Another year, another diet to die for
Published: January 6, 2008
Updated: April 8, 2008
The brownies were my Waterloo.
You see, I began the week - no, the month; no, the rest of my life - by starting the South Beach Diet. Again.
Everyone I know who's done it swears by it. Includ-ing me (that is, until I stopped doing it and gained all my weight back, and then some). I really needed to jumpstart my dieting efforts before it's time to wedge myself into a swimsuit. Plus I optimistically gave away all my fat clothes last time I did a low-carb diet, and now my thin clothes are too tight, and I look like a boa constrictor trying to digest a large mammal.
So today I started to eat healthy, mainly - truthfully - because my husband doesn't want to have a heart attack.
He doesn't actually need to lose weight; I'm pretty sure he can drop five pounds just by dreaming about it at night.
Nevertheless, he was convinced that this diet would motivate him to eat more nutritionally, to stave off that coronary.
I figured I'd humor him by joining along for the two simple weeks it would take to lose those 30 seriously unwanted pounds I've packed on (forgetting about the other 20 that are also unwanted but I suspect unsheddable).
He was referring to this as his "food management program." I call it forced starvation (or the Miami Death March), but I was fully prepared to make the sacrifice for my beloved spouse.
So I shopped for all the specific ingredients, spending a fortune at the store. My fridge is crammed with the requisite produce, plain chicken breasts and whatever other good-for-you items, such as imitation eggs and carcinogenic-sugar-substitute-containing Jell-O, that the book told me to get.
For breakfast I fixed up this muffin thing composed of egg substitute, spinach, reduced-fat cheese and some other unpalatable swill. By the time I finished assembling the ingredients, I didn't have time to even consider eating it before having to get the kids to school. Just as well, as I'm sure the only way the Day One breakfast was going to help me lose weight would be because it never quite made it to my stomach; I can't eat eggs unless drowning in gooey cheese.
So I skipped breakfast. I was in a hurry anyhow; I had to get to the gym. By the time I got back it was breakfast-for-lunch for me. I whipped up a little cheesy eggish thing (my own alternative version), while I prepared grilled chicken on romaine and sugar-free Jell-O for my husband. I was already one meal behind him just a few short hours into The Diet. This diet - I mean, food management program - was going to be a piece of cake. No, make that a piece of celery.
My afternoon snack was one sad little cheese stick.
My willpower began to sag when the kids came home from school and my daughter decided to bake brownies. With the perfume of baking chocolate wafting beneath my nostrils, I knew my stamina was faltering. My son actually called my husband at work to find out why mom was being so mean. My husband warned him to back off because I was suffering from diet rage.
By the time dinner rolled around, I was so hungry I was ready to eat one of the kids. The grilled salmon, fresh greens salad and broiled asparagus were dreadfully boring compared to those delectable cream cheese brownies that had just come out of the oven.
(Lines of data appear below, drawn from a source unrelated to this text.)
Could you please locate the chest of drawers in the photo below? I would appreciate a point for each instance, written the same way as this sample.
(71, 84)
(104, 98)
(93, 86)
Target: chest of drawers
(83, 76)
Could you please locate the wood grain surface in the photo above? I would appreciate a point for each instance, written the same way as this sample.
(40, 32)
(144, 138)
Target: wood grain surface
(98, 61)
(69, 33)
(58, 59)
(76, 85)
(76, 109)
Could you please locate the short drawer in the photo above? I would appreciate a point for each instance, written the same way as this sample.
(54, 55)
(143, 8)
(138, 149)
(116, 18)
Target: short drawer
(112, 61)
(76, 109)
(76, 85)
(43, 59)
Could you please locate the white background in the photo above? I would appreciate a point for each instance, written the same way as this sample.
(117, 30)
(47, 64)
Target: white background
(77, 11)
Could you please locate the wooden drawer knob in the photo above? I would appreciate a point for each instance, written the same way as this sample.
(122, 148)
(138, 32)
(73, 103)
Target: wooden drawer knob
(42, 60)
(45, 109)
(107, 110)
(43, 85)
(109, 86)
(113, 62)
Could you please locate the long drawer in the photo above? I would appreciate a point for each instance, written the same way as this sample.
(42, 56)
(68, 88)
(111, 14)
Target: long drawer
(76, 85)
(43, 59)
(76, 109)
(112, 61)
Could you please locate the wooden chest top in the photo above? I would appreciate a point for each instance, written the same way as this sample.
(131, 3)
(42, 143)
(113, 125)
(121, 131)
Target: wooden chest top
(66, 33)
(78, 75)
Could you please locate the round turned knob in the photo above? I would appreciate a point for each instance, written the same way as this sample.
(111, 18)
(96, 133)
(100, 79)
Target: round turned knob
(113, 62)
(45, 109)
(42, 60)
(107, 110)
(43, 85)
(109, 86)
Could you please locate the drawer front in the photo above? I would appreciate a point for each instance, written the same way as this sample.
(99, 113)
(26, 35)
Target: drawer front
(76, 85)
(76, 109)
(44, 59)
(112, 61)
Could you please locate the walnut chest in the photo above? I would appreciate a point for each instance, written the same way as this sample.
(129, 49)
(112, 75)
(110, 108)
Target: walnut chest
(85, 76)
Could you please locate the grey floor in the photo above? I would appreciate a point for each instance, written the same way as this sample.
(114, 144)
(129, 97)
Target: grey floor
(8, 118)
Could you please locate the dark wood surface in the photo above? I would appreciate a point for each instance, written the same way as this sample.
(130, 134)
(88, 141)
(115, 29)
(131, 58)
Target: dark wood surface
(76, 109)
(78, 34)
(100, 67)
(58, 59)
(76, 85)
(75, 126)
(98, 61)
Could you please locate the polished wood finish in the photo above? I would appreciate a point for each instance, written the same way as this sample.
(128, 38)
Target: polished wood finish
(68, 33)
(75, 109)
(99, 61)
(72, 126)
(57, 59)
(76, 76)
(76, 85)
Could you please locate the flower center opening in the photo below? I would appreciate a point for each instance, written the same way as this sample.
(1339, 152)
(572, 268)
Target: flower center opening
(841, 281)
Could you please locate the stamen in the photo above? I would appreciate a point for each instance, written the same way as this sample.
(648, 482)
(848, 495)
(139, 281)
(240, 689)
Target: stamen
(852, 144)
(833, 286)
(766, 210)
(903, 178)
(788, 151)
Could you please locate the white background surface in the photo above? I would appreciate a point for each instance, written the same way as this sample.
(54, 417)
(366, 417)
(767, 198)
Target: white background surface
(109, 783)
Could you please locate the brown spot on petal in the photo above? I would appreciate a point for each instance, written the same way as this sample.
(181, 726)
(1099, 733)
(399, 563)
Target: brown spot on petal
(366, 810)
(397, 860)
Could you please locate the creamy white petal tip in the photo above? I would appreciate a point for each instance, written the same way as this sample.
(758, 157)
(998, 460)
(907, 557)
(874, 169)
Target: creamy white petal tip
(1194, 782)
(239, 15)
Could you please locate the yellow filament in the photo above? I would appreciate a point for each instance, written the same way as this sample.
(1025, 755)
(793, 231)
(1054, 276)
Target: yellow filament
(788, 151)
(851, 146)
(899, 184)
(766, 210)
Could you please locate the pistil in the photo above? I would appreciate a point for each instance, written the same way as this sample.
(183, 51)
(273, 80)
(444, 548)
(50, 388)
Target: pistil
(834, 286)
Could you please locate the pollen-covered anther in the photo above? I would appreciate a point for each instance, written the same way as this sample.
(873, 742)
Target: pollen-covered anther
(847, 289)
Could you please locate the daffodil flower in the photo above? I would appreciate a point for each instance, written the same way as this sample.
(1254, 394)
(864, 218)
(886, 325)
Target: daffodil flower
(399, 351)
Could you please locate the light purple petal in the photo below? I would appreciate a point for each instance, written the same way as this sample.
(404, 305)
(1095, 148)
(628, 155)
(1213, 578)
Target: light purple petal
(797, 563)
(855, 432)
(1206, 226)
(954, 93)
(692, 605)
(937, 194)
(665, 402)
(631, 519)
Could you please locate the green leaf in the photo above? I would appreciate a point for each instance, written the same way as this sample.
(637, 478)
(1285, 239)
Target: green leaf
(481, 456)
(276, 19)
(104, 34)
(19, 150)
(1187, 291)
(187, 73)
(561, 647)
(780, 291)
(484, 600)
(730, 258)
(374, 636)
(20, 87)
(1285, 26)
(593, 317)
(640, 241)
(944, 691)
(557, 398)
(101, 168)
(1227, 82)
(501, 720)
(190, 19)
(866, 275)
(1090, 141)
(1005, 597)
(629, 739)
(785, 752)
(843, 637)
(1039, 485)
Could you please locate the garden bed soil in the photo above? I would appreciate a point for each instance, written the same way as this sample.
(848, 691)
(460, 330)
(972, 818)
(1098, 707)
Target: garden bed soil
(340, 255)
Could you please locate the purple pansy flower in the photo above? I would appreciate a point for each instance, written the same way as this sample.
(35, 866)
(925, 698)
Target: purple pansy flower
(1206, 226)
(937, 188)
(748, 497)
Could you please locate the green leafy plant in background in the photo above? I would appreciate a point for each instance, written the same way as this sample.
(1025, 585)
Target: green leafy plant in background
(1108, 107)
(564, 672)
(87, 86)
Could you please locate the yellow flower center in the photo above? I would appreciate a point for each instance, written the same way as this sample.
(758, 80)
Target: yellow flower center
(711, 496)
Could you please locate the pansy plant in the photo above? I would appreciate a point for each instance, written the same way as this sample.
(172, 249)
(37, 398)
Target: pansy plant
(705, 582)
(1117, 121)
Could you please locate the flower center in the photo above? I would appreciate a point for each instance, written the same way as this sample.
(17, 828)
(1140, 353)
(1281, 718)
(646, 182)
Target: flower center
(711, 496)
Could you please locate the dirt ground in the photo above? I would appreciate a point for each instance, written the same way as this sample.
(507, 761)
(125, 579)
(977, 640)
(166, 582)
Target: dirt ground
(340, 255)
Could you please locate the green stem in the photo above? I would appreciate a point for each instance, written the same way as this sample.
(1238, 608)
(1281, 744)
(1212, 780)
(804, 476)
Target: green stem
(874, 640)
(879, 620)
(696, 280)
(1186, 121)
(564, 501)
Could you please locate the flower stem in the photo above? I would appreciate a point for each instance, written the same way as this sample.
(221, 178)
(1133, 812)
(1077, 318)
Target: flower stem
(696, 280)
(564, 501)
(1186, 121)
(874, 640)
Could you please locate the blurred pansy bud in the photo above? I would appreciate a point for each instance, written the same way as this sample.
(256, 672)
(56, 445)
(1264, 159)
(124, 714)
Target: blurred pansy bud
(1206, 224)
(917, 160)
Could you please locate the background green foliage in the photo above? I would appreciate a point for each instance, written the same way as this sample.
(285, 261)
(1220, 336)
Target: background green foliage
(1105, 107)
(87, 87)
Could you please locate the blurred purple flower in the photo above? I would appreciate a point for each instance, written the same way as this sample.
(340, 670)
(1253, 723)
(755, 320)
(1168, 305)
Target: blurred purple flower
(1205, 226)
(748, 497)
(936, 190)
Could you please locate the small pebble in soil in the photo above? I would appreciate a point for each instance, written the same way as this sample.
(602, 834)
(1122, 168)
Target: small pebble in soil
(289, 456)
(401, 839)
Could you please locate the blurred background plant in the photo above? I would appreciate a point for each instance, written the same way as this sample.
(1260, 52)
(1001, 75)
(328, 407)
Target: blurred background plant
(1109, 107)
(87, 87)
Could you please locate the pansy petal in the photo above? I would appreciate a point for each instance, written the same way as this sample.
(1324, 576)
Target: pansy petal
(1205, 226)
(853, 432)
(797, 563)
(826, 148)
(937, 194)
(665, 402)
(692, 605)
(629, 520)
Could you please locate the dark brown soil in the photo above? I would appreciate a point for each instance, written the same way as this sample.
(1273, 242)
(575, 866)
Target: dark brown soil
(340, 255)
As I sat at the dinner table, picking randomly at my theoretically delicious and healthfully dietetic meal (which was actually just dried-out, bland and overcooked), I started to get cranky. I thought about the diet-approved ricotta cheese-with-flavoring that was to be my dessert. I glanced longingly at the brownies, cooling on the kitchen counter.
And that's when I readily convinced myself that life was too short for fad diets, even if they are good for you. Even if you do lose 10 pounds in two weeks. Even if I might look better in my swimsuit. You know what- I am just too damned savvy to fall prey to these desperate groupie trends. I know what I want and I want what I want. When I want it.
I know, I know, my clothes don't fit and I'm growing a double chin. My behind sticks out so far you could serve cocktails on it. My bras are so tight the underwire cinches me like a mouth gag on a POW.
Granted, these qualities aren't overly appealing. But in the bigger picture, I am standing up for my rights to not buy into societal demands for thinness, and sometimes personal rights are important enough to take drastic measures to protect. Right-
Well, now that I know this diet is done, I think I'll sink my teeth into something totally opposite of South Beach - maybe, say, the South Pole. Where it's cold. Where I'll need added fat layers to keep warm. How about Eskimo Pie- No, Eskimos aren't at the South Pole.
What I need now is the perfect foil to the South Beach-sanctioned, insipid, ricotta-cheese-mixed-with-vanilla-extract dessert that my husband is stuck eating tonight. I think I hear those brownies calling my name. - Oh, well, I guess that diet can start tomorrow.
Jenny Gardiner is a locally based writer and radio commentator.